Johnna: In good markets and bad, real-estate agents are constantly announcing that "now" is the best time to buy. With housing prices weakening, inventories rising and sales slumping, this attitude has drawn a lot of ridicule in the press.
But you know what? Now may actually be a very good time to buy, or at least start looking seriously.

Though no one can really tell when the downward-trending housing market will reach its nadir -- most economists predict it will bottom out sometime in 2008 or 2009 -- there's no doubt that sellers have let go of bubblelicious notions of what their homes are worth. According to S&P/Case-Shiller, existing home prices dropped 4.5% nationally in the third quarter over the year before; price appreciation was even slowing in Charlotte, one of the few cities that the research group covers that showed price appreciation year-over-year. It rose at a tepid rate of 4.7%.

The media makes this out as a tragedy, but it's really not. For buyers, a market that's nearing its bottom is only a concern for flippers, who need a rising market to make money. For buyers making a long-term investment, it's a reason to rejoice.

Yes, loans are hard to find, but they are still being made, especially if you have good credit. While the qualifications for getting a loan are becoming stricter -- but no more strict than they were in the mid-1990s -- mortgage money is still cheap by historical standards and will likely remain so in the near future. The Mortgage Bankers Association projects that 30-year fixed rates will hover around 6% throughout 2008 and the first two quarters of 2009.

Meanwhile, as you have noted, bargains abound, particularly in foreclosure properties. While many Web sites sell foreclosure information (sometimes after letting you sample the Web site for a week-long free trial), you don't have to pay an online membership fee to find them. Title companies, real-estate agents and lenders -- including credit unions -- all have information on homes in various stages of foreclosure.

Homes that are being auctioned are listed in the legal notices section of the main local newspaper and can usually be found on the newspaper's Web site.

But generally, you will get a better deal if you buy a house before it goes to auction, or after -- if it doesn't sell on the courthouse steps.

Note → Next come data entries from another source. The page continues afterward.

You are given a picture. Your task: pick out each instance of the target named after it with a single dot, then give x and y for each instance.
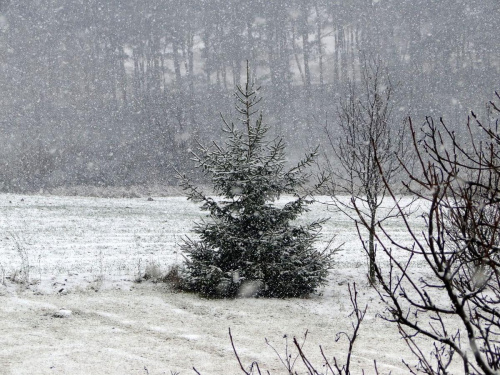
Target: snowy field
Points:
(83, 255)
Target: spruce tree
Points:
(248, 239)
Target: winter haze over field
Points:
(157, 158)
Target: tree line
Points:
(114, 92)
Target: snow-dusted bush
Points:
(248, 239)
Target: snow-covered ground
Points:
(84, 314)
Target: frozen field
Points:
(84, 255)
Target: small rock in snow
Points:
(63, 313)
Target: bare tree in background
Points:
(456, 303)
(366, 122)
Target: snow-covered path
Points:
(84, 254)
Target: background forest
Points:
(114, 92)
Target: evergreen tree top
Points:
(248, 167)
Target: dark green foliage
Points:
(248, 239)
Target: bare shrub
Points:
(458, 305)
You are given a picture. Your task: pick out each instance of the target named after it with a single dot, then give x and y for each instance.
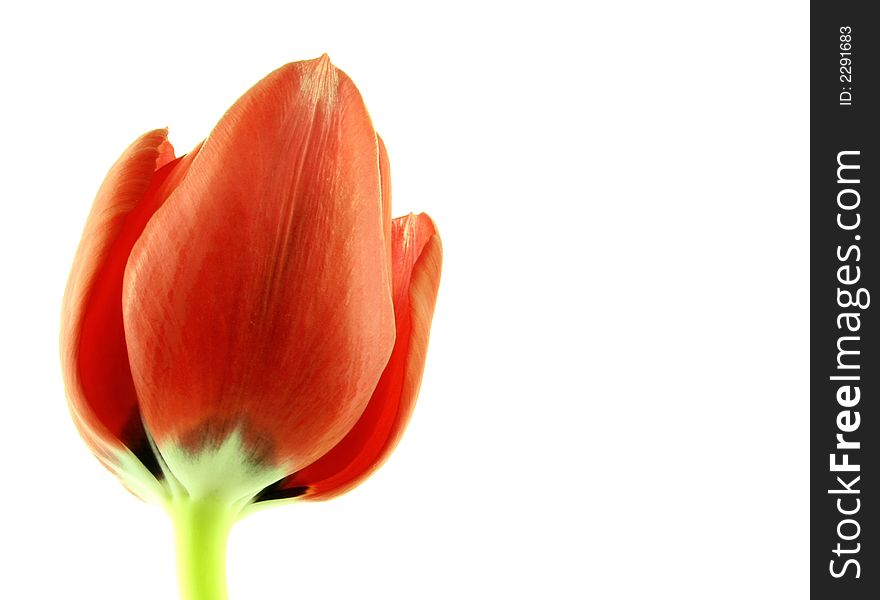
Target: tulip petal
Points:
(97, 377)
(257, 301)
(416, 272)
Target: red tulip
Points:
(246, 323)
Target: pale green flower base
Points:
(204, 493)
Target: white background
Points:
(615, 403)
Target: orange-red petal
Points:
(94, 359)
(416, 271)
(258, 297)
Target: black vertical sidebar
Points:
(844, 301)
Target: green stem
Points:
(201, 528)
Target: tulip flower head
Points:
(246, 324)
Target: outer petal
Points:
(417, 262)
(94, 359)
(257, 302)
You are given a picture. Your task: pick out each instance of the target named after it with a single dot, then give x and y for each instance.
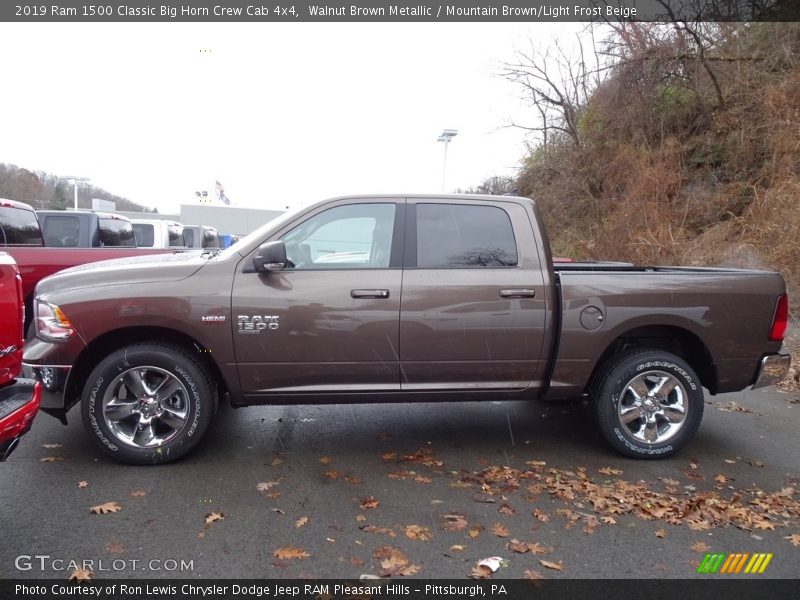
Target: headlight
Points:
(51, 322)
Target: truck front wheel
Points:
(649, 404)
(147, 404)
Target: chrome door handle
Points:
(369, 293)
(517, 293)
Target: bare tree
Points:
(557, 84)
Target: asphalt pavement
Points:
(409, 490)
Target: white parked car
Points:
(157, 233)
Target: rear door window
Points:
(464, 236)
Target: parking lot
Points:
(425, 490)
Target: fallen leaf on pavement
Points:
(536, 548)
(610, 471)
(794, 539)
(543, 517)
(492, 563)
(81, 575)
(370, 502)
(455, 523)
(266, 485)
(517, 546)
(480, 572)
(528, 574)
(102, 509)
(302, 521)
(415, 532)
(289, 553)
(506, 509)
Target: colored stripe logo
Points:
(734, 564)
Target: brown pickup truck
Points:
(397, 298)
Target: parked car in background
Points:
(227, 239)
(85, 229)
(19, 398)
(157, 233)
(200, 236)
(22, 238)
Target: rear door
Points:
(329, 322)
(473, 310)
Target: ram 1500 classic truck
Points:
(157, 233)
(385, 299)
(85, 229)
(19, 398)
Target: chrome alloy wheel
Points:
(146, 407)
(652, 407)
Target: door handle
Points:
(517, 293)
(369, 293)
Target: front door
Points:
(329, 321)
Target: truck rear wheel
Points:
(649, 404)
(147, 404)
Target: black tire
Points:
(148, 404)
(633, 413)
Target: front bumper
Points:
(19, 403)
(772, 369)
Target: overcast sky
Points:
(280, 114)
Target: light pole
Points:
(75, 180)
(446, 136)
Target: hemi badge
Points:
(213, 318)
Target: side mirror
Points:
(270, 257)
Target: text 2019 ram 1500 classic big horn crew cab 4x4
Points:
(385, 299)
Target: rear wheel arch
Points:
(675, 340)
(648, 403)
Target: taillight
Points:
(51, 322)
(778, 329)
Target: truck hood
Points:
(124, 271)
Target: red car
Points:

Bidders at an auction sometimes get caught in the heat of the moment and push up prices.

For a simple and up-to-date explanation of the foreclosure process, you may want to read "Finding Foreclosures" by real-estate investor Danielle Babb and mortgage broker Bill Nazur (Entrepreneur Press; 2007). But keep in mind that the book was prepared with RealtyTrac, an online database of foreclosure and pre-foreclosure properties, and promotes that Web site heavily.